Associated Press Writer

SALEM - Using e-mail and newspaper advertising, anti-smoking groups are trying to persuade Gov. John Kitzhaber to veto a bill aimed at preventing more local governments from banning smoking in bars.

Despite the pressure, Kitzhaber said Monday he plans to sign the compromise bill, which would leave in place existing smoking bans but prohibit other cities and counties from trying to snuff out bar and tavern smoking.

With an Aug. 17 deadline approaching for Kitzhaber to act on bills passed by the 2001 Legislature, a coalition of anti-smoking groups still hopes to change Kitzhaber's mind on the smoking measure, HB2828.

A full-page advertisement in Monday's Salem Statesman Journal lists the names of 63 Oregon physicians who want Kitzhaber, himself a doctor, to veto the bill because it would "sacrifice tens of thousands of workers and consumers to secondhand tobacco smoke."

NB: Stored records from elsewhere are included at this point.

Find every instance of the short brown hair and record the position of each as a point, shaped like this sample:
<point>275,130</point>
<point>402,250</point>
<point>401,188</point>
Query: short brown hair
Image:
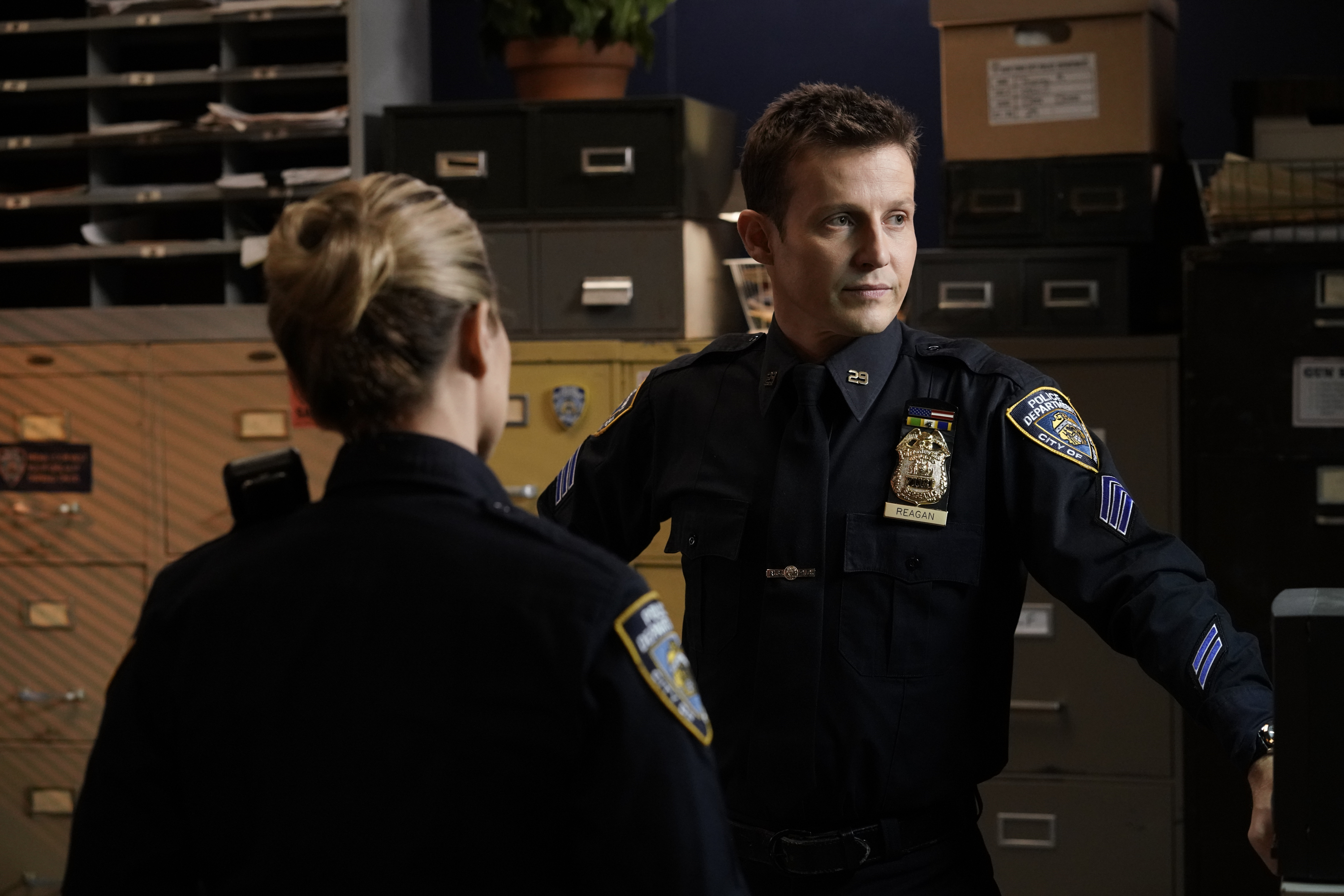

At the urging of the coalition, opponents of the bill have also been making telephone calls and sending e-mail messages urging Kitzhaber to veto the bill. Kitzhaber spokesman Bob Applegate said the governor's office has gotten several hundred e-mail messages on the bill.

American Cancer Society spokesman John Valley, who's helped coordinate the effort, said the bill is poor public policy because it takes away cities' and counties' ability to protect bar employees and customers from secondhand smoke.

He noted that the prohibition on local smoking bans would apply to bowling alleys, restaurant lounges and bingo parlors - places that are at times frequented by children.

"This is a matter of life and death. How much are you willing to compromise? At some point you have to draw the line," Valley said.

Kitzhaber told reporters Monday that he agreed to HB2828 because it also would impose a smoking ban in all other workplaces statewide. About 65 percent of employees in Oregon already work in a smoke-free environment, and the bill would push that to about 95 percent, the governor said.

"If the objective is to reduce the number of people who are exposed to secondhand smoke, this moves us a great step in that direction," Kitzhaber said. "Vetoing the bill would take us in the opposite direction."

In 1998, Corvallis became the first city in Oregon to adopt an ordinance banning smoking in bars and taverns. Since then, Eugene, Philomath, St. Helens and other local governments have adopted similar ordinances.

The bill would keep in place the 17 local ordinances already adopted, but it would halt future efforts to ban smoking in drinking establishments. State health officials said they were aware of a dozen places, including Salem and Oregon City, where such bans were under consideration.